テクニックブックが刊行された時代と現代の競技ダンスとの変化

  20数年前はクラシックバレエを取り入れるとバレエっぽいと評価が分かれることがあった。現代はむしろクラシックバレエ等の基礎や身体能力が培われていない状況では競技会で活躍することが難しくなっている。世界的に観ても差が顕著に表れている。

また、クラシックバレエ界においても、根性論ではなく解剖学の研究、ダンサーの怪我防止のためのアイデア、他のジャンルのテクニックを取り入れる、筋力トレーニング取り入れるなど以前の考え方(ダンスの筋肉はダンスの練習で鍛えた方がいい)と比較するとものすごいスピードでバージョンアップしている(トレーニングをメインにするのではなく、補完するという考え方)。



テクニックブックで深く学ぶといいと思う内容

 とはいえ、現代の競技ダンスの外見をいきなり真似るのではなく、その元となるテクニックブックならではの知識を学ぶ価値は高い。とある元統一全日本チャンピオンが引退してからテクニックブックを慌てて熟読し、もっと早く学んでいれば…と言っていた話。

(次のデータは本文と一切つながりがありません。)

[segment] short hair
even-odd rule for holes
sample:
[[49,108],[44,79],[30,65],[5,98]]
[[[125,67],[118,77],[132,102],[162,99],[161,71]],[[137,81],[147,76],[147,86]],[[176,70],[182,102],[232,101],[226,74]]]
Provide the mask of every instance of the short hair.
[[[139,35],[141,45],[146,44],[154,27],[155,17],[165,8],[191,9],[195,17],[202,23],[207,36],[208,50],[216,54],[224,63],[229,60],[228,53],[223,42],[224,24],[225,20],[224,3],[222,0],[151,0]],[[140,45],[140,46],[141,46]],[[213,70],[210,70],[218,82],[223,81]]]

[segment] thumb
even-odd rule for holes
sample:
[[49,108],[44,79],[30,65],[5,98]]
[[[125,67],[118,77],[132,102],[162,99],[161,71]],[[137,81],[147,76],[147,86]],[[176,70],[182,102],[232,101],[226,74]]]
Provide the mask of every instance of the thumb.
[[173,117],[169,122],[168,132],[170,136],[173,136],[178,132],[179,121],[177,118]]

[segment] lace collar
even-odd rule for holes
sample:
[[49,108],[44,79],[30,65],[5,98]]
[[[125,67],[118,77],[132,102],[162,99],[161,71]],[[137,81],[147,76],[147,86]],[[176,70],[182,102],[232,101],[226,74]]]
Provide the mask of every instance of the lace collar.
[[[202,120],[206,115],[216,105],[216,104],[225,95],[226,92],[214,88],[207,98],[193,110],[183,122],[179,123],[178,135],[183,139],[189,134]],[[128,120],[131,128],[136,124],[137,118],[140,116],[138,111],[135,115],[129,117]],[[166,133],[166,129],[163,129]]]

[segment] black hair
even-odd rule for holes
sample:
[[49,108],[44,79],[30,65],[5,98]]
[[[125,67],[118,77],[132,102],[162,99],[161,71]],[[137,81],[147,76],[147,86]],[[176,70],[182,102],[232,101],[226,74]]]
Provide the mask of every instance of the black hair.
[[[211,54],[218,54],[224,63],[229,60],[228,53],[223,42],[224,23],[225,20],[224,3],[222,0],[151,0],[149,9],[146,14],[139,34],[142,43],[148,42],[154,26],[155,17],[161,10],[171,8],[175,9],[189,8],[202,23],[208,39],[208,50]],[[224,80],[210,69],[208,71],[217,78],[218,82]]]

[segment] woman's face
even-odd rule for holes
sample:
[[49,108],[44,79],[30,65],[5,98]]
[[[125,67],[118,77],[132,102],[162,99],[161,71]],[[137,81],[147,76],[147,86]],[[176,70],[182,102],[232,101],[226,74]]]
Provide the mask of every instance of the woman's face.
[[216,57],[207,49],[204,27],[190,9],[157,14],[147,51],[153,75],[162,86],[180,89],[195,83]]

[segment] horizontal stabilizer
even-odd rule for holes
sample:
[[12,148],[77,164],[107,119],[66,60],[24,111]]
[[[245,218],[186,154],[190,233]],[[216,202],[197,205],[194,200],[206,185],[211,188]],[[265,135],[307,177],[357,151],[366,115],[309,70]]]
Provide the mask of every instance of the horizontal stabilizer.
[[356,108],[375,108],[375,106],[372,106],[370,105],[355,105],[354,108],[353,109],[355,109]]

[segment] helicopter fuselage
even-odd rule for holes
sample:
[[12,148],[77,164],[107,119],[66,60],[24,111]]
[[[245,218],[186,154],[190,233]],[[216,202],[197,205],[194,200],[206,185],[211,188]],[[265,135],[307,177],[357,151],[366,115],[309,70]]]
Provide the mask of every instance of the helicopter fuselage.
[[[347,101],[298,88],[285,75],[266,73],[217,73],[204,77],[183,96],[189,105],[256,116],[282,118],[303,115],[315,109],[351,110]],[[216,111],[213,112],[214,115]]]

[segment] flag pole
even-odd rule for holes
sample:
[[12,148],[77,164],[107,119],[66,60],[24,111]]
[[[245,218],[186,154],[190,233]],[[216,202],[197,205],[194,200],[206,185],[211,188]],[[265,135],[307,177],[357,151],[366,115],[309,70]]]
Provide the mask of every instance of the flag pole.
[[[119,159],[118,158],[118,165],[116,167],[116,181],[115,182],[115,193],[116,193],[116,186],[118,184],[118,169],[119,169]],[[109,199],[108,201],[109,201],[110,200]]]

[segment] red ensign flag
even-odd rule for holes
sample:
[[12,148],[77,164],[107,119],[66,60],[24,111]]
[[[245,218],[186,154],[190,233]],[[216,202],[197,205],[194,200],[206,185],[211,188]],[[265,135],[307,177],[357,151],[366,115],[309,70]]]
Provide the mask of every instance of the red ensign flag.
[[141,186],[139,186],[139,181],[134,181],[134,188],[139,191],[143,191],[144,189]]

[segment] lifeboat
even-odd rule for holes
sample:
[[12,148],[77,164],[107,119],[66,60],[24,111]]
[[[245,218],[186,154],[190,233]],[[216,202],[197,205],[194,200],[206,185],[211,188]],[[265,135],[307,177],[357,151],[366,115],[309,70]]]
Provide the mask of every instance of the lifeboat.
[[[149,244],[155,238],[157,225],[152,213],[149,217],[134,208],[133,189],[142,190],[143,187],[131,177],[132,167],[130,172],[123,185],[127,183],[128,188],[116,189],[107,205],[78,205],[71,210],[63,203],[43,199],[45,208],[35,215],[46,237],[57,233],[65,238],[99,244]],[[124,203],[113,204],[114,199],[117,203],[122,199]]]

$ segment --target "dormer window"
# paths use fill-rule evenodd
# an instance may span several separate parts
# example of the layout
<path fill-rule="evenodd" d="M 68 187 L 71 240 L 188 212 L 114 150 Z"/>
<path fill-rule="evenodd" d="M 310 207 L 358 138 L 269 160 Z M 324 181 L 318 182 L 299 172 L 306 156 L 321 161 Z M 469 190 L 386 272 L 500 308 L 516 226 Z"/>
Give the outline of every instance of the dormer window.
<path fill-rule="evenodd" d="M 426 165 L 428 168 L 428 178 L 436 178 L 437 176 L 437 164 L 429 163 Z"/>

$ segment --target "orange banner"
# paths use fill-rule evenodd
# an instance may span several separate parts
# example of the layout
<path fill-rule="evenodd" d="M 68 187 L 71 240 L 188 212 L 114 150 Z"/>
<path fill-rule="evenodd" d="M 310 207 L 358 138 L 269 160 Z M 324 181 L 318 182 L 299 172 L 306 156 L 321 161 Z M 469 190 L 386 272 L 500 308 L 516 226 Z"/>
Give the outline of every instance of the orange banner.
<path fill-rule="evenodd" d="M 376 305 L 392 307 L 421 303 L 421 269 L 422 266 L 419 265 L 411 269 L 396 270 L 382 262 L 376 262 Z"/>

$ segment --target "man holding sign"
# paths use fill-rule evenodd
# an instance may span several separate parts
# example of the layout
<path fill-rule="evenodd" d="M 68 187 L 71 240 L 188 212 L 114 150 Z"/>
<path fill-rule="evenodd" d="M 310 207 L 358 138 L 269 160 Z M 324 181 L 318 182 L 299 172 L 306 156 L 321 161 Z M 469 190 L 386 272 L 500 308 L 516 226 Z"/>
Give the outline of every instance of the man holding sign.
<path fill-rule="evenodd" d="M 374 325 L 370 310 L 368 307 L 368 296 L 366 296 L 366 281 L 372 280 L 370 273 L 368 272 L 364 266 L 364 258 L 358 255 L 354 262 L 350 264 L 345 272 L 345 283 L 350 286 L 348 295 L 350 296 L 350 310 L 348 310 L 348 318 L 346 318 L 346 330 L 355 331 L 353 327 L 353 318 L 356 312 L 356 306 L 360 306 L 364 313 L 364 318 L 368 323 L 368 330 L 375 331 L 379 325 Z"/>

 ・音楽(ビートバリュー)リズミック・インプレッション 足が先(1/2)、体重が後(1/2or11/2

・ポイズ(ポスチャー)

 ・足の位置 ツートラック(足はボディの下を通る)

 ・足のターンアウト 1/161/8

競技用テクニック(競技会で高評価を得るためのテクニック)

 表現の幅を出すため、解釈の自由度を増やす。

 ・音楽(ビートバリュー) リズミック・インプレッション 短くする。長くする。止まる。

 ・ポイズ(ポスチャー) 真っ直ぐの概念を崩す

 ・足の位置 ツートラックにこだわらず、アクロス気味でウォーク

 ・足のターンアウト 回転量を増やす

 ・フリーアーム 

 ・フットワーク ボール → トゥ 送り足を残さずにスライドするなど

上記表現等を増やすために必要なこと

 ・関節の可動域(ターンアウト)特に股関節

 ・柔軟性

 ・筋力

 ※ クラシックバレエの5番ポジションからのタンジュ

振付としての例

 例)チャチャチャのニューヨーク

 ・タイミングとビートバリュー

必ずしもカウント2にこだわらない。先行フィガーとの関係性

 ・ポスチャー

上体の傾き。視線。

 ・足の位置

前の足の位置。先行歩の回転量を増やし、アクロス気味に前進する。

 ・足のターンアウト

後ろ足のターンアウト。テクニックブックではターンインしてニュートラルに戻すが、敢えてターンアウトしたままでポーズとする。

 ・後続フィガー(ロンデシャッセ)

  チェックバックした後サイドシャッセにつなぐ流れをロンデシャッセや、同方向に再びニューヨークという流れにする。女性だけニューヨークするなど。